碧とは寿命も老化の速度も異なる家族が留守にしている間、教団長に娘と呼ばれる、白い蛇に似た、モンスターと人の間に生まれた娘が、碧に付き添っています。


「そんなに張り付いてなくても、まだ逝きはしないよ」

「ご家族が日課で留守にされる間は、私がここにいる約束ですもの。

 それとも碧のおじさまは、私ではご不満ですか?」

「まいった」

「ふふふ。私にとっては碧のおじさまは父のような方ですもの。

 娘と口喧嘩して勝てないのはご存知でしょ?」

「うちは、殴り合いでも負けるんだけどね」

「竜族の家系は大変ねえ」


「それより、『鉄棍会議』の重鎮が、年寄りに張り付いてていいのかい」

「私の願いでもありますし、『鉄棍会議』からも頼まれています」

「ああ、君は賢者の爺ちゃんと同じで、『雲の巣・改』が使えたね」

「ええ。それもありますけれど、『共存を願った者たちの友』と、

 モンスター達・彼らの家族や子孫や友人から慕われる、碧のおじさまでしょ。

 私がここにいないとどうなると思います?」

「考えたくはないが」

「みんな、会いに来たいんですよ。でも、あまりに数が多すぎるでしょ」

「世話をかけるね」

「いたくているんですもの」



その頃、ダンジョン最下層では、一通り暴れまわった碧の家族達が、新たなモンスターが湧くのを待っています。68年先の未来でも、彼女達の外見に変化はありません。
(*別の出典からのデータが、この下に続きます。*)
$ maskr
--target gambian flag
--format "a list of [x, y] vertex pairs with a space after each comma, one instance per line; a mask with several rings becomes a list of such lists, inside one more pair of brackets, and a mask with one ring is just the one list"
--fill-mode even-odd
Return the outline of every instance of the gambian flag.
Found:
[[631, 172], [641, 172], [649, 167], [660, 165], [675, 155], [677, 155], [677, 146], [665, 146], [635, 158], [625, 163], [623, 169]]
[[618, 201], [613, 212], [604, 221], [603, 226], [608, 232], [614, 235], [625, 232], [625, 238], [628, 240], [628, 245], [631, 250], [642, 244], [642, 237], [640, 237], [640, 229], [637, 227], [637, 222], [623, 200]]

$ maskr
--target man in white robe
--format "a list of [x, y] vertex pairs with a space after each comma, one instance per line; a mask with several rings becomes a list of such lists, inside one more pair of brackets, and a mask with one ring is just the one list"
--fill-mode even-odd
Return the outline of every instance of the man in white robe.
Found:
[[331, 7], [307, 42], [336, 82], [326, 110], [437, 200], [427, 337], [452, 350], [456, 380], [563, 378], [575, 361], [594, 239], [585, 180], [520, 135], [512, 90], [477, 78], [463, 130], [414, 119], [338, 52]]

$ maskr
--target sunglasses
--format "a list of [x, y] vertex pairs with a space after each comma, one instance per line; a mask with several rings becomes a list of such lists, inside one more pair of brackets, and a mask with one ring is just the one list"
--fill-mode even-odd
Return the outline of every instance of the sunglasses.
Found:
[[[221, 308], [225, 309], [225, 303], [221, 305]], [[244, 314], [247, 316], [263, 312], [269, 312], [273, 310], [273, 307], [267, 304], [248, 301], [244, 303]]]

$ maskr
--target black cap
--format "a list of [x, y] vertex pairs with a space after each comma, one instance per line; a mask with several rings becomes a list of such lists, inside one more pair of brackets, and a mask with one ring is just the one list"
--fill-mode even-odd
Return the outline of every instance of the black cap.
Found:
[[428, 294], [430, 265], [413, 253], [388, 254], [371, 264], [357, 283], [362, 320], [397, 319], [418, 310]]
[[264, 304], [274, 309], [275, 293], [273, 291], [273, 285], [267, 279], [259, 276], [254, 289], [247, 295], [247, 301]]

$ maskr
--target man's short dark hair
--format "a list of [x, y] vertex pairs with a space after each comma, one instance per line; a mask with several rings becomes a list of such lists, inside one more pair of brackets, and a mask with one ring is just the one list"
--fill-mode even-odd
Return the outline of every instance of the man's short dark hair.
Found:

長女「まさか、家族でダンジョンに潜るようになるなんてねー」

母 「あなたたち、たまにしか帰ってこなかったものね」

末娘「あら。両親に孫を見せようと思って、私より強いオスを探したのよ?」

母 「いないから。もう諦めて、その好みを直しなさいよ……」

次女「それより、お母さんが私達に似せて、

   『体の書き換え』を受けるなんてね」

長女「愛だわ」

末娘「愛よね」

母 「冷やかさないの。あなた達と違って、私は純血種のサッキュバスだから、

   あの人が老いれば、エナジードレインで体に負担をかけちゃうでしょ」

末娘「お母さん、一時期、やつれてたよね」

母 「見てたの? で、あの人にバレて怒られたわけ。

   サッキュバスは、憑依した相手が死ねば次に行くだけなんだけどさ、

   私はあの人の妻でいたいわけ。後追いするわけにいかないし、ねえ。

   おかげで味覚が変化して戸惑ったわよ」   

娘達「「「愛じゃん!」」」



その頃の、つまり68年未来の精霊王と、私は話していました。

『君が、「輪廻転生の輪から、希望者を精霊界へ出すこと」

 「精霊たちが輪廻転生の輪に参加し、精霊界から人の世へ入ること」を

 調整してくれただろ』

『ええ、そちらはどうですか』

『末の神の教団経由で、こちらに来る者も出ているな。

 一切を忘れて来るから、それぞれの向いている属性を割り振って様子を見ている』

『順調そうね』

『1つ問題がある。順番待ちでな。人の世に興味のある者と、

 末の神の教団経由で精霊として転生してくる者の差がありすぎる』

『どうにかした方がいい?』

『いや、無理はしないでくれ。これでいいんだ。そっちはどうだい』

『基本的には人に転生させています。来世は他の子達と同じよ。

 精霊としての力が強すぎる子はモンスターに転生してる』

『碧達が整えてくれたから、どちらでも問題なかろう』

『そうなの』

『手間をかけたね』

『良い変化に繋がるといいわね。ではまた』



碧の部屋へ、友達が訪れています。彼はいまも30代の肉体のままね。碧の妻の体の書き換えは、彼の妻である豊穣神から私に依頼が来ました。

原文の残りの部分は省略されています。